Setelah sampai, Cassandra benar-benar merasa seperti kambing congek, teman macam apa Aline, ketemu pacar, sahabat ditinggal, dasar. Merasa tidak nyaman berada di dekat Aline dan Kekasihnya, dia berjalan menuju bibir pantai. Netra coklatnya memandang sekitar, menangkap siluet pemuda yang sedang dikerubungi gadis-gadis berambut pirang.
“Dasar Playboy! Hampir saja aku kemarin luluh dengan sikapnya.”
Cassandra mendudukan dirinya pada bibir pantai, membiarkan sesekali riak air membasahi ujung kakinya. Tanpa menyadari, seorang pemuda mendudukan diri disampingnya.
“Sendirian?” sapa pemuda itu.
Cassandra hanya menoleh tak acuh. “Mau apa kau disini? Tidak berkencan dengan gadis-gadismu?”
Pemuda itu terkekeh. “Kau cemburu?”
Gadis itu memicing. “Tidak, aku tidak peduli.”
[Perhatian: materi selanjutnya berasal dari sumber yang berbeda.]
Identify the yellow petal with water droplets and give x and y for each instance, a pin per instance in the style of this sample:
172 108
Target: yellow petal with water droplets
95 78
“Hei, Cassandra. Lihat aku. Kenapa dari awal hubungan kita tidak pernah berjalan baik?”
Cassandra mendengus, menatap lurus ke depan. “Karena kau menyebalkan, bodoh!”
“Baik-baik, aku minta maaf. Bisakah kita menjadi teman? Kau bisa memangilku Re.”
Cassandra menaikan bahu, kemudian membalas uluran tangan Renald. “Terserah kau saja.”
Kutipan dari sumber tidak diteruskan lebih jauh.